How to Find Your MAC Address on Any Device
| Device | Where to Look |
|---|---|
| Windows | Settings → Network & internet → Wi-Fi → Hardware properties → "Physical address (MAC)" - Or run ipconfig /all and read "Physical Address" |
| macOS | System Settings → Wi-Fi → Details → Hardware - Or run ifconfig en0 | grep ether in Terminal |
| iPhone / iPad | Settings → General → About → Wi-Fi Address (per-network address shown under Settings → Wi-Fi → ⓘ when Private Wi-Fi Address is on) |
| Android | Settings → About phone → Status information → Wi-Fi MAC address - The per-network randomised MAC is under the network's gear icon → Privacy |
| Router / other devices | Usually printed on the device label, and listed per client in your router's admin page |
What MAC Addresses Are Used For in Practice
Delivery within the local network
Every frame on Ethernet or Wi-Fi is addressed by MAC. When your device wants to reach a local IP, ARP (Address Resolution Protocol) broadcasts "who has this IP?" and caches the answering MAC - Run arp -a to see your device's current table. Switches learn which MAC lives on which port and deliver frames only where needed. All of this happens below the IP layer, which is why the full journey of a packet swaps MAC addresses at every router while the IP addresses stay fixed - The division of labour explained in IP vs MAC address.
Network administration
Routers use MACs for DHCP reservations (always give this device the same IP - Handy alongside DHCP), for parental controls and per-device bandwidth rules, and for MAC filtering. Filtering deserves a caveat: because MACs are broadcast unencrypted in Wi-Fi frames and trivially spoofed, a MAC allowlist stops casual users only - A strong WPA2/WPA3 passphrase is the real access control, as covered in securing your home router.
What This Means for You
For everyday privacy, the single setting worth checking is MAC randomisation - On for networks you do not control (cafés, airports, hotels), so venues cannot recognise your device across visits, and off (or "fixed") for your home network if your router uses DHCP reservations or MAC-based rules that break when the address keeps changing. Beyond that, the MAC address mostly matters when you are administering your own network: identifying devices in the router's client list, pinning IPs for port forwarding, and spotting unknown hardware on your Wi-Fi. What it never does is follow you onto the internet - Websites see only your public IP, and tracking there is a different battle fought with different tools.

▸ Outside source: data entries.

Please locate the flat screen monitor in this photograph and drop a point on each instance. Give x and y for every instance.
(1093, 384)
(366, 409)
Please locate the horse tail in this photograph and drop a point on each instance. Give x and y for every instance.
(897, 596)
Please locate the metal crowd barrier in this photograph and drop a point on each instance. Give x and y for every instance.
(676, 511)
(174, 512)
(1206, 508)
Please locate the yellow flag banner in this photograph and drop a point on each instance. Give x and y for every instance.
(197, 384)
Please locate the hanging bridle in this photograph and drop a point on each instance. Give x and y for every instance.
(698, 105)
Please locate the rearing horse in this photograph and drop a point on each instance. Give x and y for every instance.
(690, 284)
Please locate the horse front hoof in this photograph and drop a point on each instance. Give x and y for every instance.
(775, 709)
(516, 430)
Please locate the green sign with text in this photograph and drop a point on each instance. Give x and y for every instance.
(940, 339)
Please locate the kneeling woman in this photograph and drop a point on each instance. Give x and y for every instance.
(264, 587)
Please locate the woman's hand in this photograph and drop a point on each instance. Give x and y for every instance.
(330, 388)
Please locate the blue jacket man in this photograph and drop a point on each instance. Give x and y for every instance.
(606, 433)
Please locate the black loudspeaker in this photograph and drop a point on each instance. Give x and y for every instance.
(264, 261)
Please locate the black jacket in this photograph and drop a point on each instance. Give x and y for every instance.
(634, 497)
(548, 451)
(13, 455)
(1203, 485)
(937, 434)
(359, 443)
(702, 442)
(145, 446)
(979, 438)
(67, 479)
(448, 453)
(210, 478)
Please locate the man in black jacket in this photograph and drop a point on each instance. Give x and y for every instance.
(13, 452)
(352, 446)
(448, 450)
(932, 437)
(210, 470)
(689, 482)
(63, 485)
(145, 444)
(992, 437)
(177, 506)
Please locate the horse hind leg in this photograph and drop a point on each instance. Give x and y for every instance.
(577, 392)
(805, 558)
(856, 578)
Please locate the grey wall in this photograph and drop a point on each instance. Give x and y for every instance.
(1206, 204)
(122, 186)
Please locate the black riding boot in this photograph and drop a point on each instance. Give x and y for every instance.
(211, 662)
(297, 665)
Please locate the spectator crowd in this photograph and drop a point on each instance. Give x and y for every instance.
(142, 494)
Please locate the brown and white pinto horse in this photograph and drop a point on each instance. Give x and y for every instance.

Frequently Asked Questions
Can I change my MAC address?
Yes - Operating systems can override the burned-in address with a locally administered one. Phones and modern desktops do it automatically per network via randomisation, and Linux, macOS, and Windows allow manual spoofing. The hardware address itself is unchanged; only what the OS announces differs.
Can someone track or hack me using my MAC address?
Only within radio range or on the same network: venues can log Wi-Fi MACs to recognise returning devices, which randomisation defeats. Remotely, a MAC is useless to an attacker - It never crosses the internet, grants no access, and reveals at most the device manufacturer via its OUI prefix.
Is a MAC address unique to my device?
The burned-in address is intended to be globally unique - IEEE assigns each manufacturer OUI blocks, and the vendor numbers each interface. In practice duplicates occasionally exist and spoofing is trivial, so networks treat MACs as identifiers of convenience, not proof of identity.